While summery tunes like a jazzy "Sunworshipper" and a plucky "Valley of the Dolls" loll as if on an August afternoon's drive in L.A., "Paris Four Hundred" is its nervous Kraftwerk-ian night's equivalent. If the bubbling "Muscle Car" doesn't contain the roundest bass-bumping vibe you've heard throughout a melody so joyful, the next funkier track — a vocoder-filled "Drop the Pressure" — is a steelier variation on sonorous sweetness. And "Guilty of Love" with its gorgeous string swells and Prince-like howls? Oh, Scotland! Who knew?
— A.D. Amorosi
"The Ways We Try" by Birdie Busch; Bar/None
Philadelphia-based singer-songwriter Birdie Busch's understated debut CD isn't a knockout-on-the-first-listen kind of album; it's more of a sneak attack. The songs — fleshed out with crisp acoustic guitars, twinkling piano, and lap steel — are charmingly quirky first-person vignettes about love, loss, and exploring life as a twentysomething in the big city.
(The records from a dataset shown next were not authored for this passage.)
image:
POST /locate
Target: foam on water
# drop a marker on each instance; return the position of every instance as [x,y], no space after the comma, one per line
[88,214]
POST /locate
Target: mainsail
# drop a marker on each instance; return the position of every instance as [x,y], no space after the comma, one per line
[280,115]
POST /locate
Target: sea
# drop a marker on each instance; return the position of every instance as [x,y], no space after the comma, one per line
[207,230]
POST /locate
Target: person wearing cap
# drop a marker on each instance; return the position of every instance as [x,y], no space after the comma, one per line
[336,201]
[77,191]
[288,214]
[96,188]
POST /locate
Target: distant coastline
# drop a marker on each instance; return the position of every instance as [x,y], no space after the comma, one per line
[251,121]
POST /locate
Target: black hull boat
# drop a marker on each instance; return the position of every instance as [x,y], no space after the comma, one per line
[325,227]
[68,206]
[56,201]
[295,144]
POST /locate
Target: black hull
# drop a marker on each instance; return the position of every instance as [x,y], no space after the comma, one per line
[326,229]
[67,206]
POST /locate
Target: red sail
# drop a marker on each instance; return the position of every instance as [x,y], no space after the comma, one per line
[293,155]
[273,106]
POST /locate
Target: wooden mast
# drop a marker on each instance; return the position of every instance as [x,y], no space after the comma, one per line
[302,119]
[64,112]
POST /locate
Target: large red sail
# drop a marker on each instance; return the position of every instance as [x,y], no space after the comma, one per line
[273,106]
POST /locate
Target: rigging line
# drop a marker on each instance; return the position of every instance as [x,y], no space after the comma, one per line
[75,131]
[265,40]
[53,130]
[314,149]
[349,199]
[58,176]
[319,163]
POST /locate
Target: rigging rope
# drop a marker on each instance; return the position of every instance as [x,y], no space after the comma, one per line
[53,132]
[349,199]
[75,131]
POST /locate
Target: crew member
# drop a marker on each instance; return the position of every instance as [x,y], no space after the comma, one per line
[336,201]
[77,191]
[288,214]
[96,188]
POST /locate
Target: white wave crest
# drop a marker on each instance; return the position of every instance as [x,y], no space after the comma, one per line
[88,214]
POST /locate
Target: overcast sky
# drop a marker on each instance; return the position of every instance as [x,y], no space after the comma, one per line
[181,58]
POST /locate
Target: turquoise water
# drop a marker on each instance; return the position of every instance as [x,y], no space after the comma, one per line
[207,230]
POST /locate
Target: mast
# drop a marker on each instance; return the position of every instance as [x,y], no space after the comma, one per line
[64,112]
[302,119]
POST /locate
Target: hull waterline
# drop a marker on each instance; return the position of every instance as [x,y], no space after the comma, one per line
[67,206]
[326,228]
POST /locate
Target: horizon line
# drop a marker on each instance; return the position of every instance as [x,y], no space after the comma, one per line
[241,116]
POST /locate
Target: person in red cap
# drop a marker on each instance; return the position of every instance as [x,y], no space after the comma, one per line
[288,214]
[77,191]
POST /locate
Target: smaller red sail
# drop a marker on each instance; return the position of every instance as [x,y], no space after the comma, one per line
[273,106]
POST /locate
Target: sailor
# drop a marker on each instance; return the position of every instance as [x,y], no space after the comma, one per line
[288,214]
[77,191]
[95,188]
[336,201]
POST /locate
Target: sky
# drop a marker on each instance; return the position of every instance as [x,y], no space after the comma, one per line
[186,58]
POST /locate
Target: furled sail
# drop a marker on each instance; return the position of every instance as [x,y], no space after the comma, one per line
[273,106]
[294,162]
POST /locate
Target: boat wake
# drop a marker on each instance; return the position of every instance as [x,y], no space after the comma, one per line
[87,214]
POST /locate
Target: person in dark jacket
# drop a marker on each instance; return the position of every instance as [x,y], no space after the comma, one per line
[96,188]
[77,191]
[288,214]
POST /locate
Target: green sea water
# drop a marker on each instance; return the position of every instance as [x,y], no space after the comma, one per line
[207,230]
Cleanly produced by multi-instrumentalist Devin Greenwood, the album's swaying, folk-pop sound is a fine match for Busch's straightforward vocals. Her strength as a lyricist lies in the ability to add layers of meaning to the most seemingly simple of lines.
On "The Cup," Busch uses that simple metaphor to represent the depths of her heart, while on "Secret Hour" she gently praises the "small quaking of pure, precious things."
— Nicole Pensiero
"The Hardest Walk" by Soledad Brothers; Alive
Despite a pair of exceptional studio records (any disillusioned Stones fan should hear 2002's "Steal Your Soul" and "Dare Your Spirit to Move"), Detroit's Soledad Brothers remains an underground attraction. The usually bass-less trio's frayed fidelity and vaguely radical ideology (less prevalent here) suggest that's its preference.
The muddy sound can be frustrating. While it brings out the grime in the Chuck Berry-meets-Stooges opener "Truth or Consequences," it renders funky little details like the honking brass breaks almost inaudible.
That sludge-fi approach enhances the record's handful of somber acoustic songs, highlighted by "Mean Ol' Toledo," which laments a swing-state-gone-red through a haze of factory smoke and treated banjo.